Although a big multi-axle dump truck would present problems for mounting the double can, few buyers actually order Big Power C15s. The most popular Cat engine for a heavy dumper is now the C13, which will need only a single exhaust can. If the can must go in a vertical stack, its large diameter might require a cove in one corner of the body, something already done on a few dump bodies for existing catalyst-muffler assemblies. Modifying a cab corner with a cove is possible but pricey, and impossibly expensive as a production option. Dual exhaust stacks would be difficult with a single vertical can, but some insistent buyers might ask for dual cans, with one 11.1-inch-diameter can on each stack. That wouldn't be cheap, either.
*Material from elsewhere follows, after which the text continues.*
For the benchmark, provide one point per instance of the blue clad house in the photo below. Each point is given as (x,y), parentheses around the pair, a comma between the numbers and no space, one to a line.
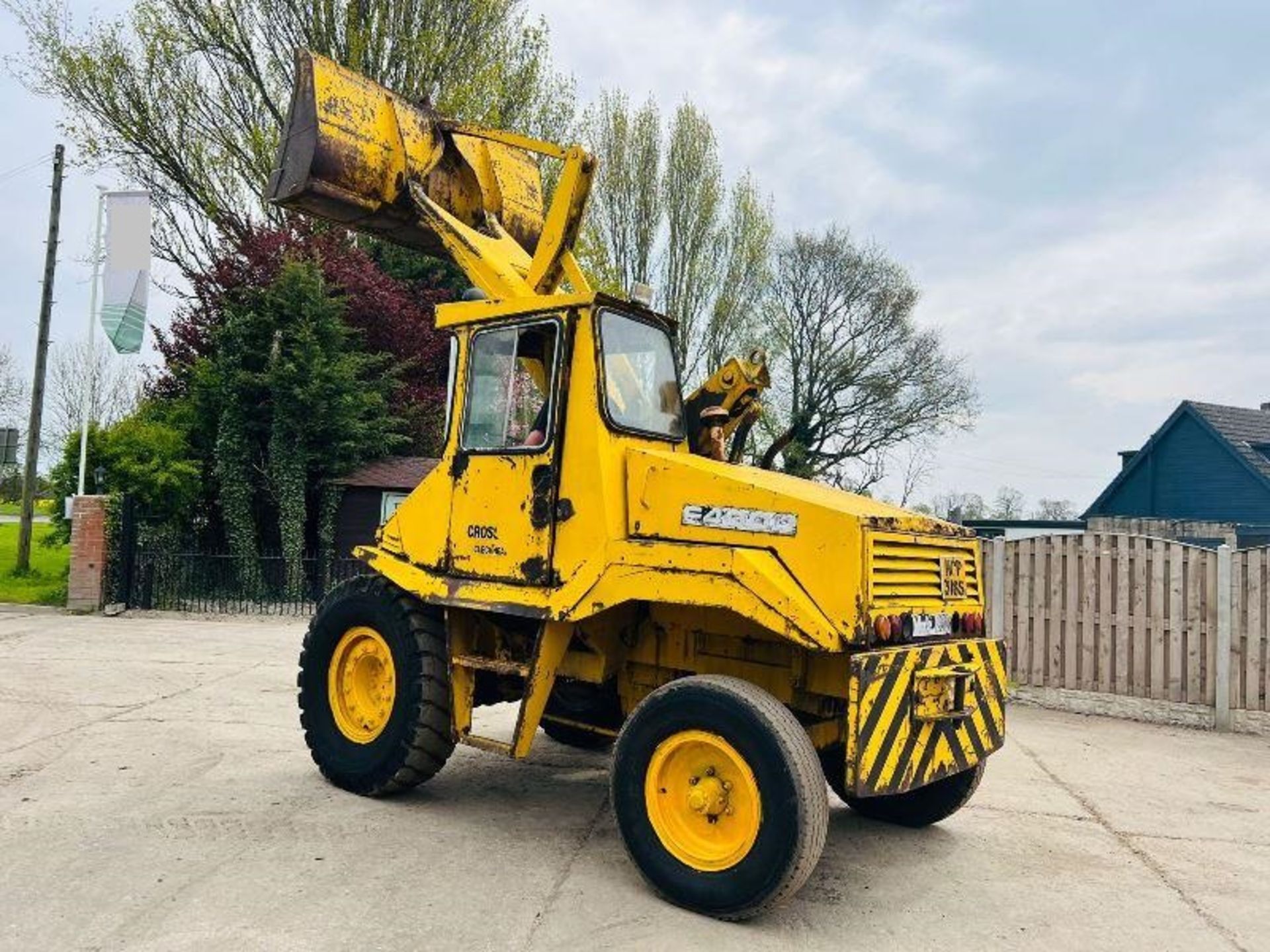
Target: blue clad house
(1203,477)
Most '07 engines will reject more heat because greater amounts of exhaust gas will pass through special coolers. These are gas-to-water devices where heat is transferred to coolant in the engines' water jackets, then carried to radiators. Truck radiators will be slightly bigger to push this extra heat into the atmosphere, but their larger size might not be noticeable.

Some builders will avoid enlarging the noses of their trucks by using deeper radiators. These will extend farther downward, and engineers will have to be careful not to go too far down so vehicles which travel off road, like our dump-truck example, will still have sufficient ground clearance. You can bet that the builders will watch this, but it wouldn't hurt for you to check it, too.